August 04, 2006
Don't Forget Giant Scorpions and Jan-Michael Vincent
Dave Walker: “when the world ends, the only things left will be cockroaches, rats, Keith Richards, and mangled text that has been escaped one-too-many or one-too-few times.”
(It's getting close to two years now since I posted about CLiki's HTML-handling bug.)
Posted by jjwiseman at August 04, 2006 12:26 PM
Dave Walker posted that. Not Dave Winer.
That's the sort of quote which is really funny when you've been there, and incomprehensible if you haven't.

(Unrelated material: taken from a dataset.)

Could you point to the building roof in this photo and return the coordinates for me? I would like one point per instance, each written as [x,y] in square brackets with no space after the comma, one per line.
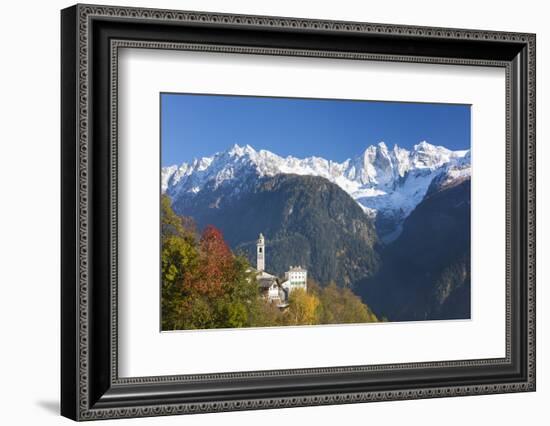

I have encountered these sorts of bugs more often than I can count. Typically, the fundamental problem is that people forget the "type" of a piece of content when encapsulating it in a wrapper of some sort (think HTML embedded within an XML wrapper). With respect to all the XML-based content floating around, you have to ask whether a piece of content is allowed to be markup, or not? I had this trouble on my company's corporate web site the other day. We have press releases that are stored in a DB. The releases are allowed to use HTML tags to enhance the presentation. We have an interface that allows you to enter/edit a press release within a web form. Of course, there was a bug that an ampersand couldn't make a round trip through the edit cycle because something wasn't being escaped correctly. In the case of *displaying* a press release, the correct thing is to take the content and pour it into the HTML template, unescaped because you want the content tags to merge with the template. In the case of the *editing* interface, you need to escape the release text because isn't actual content at that point, it's just text data.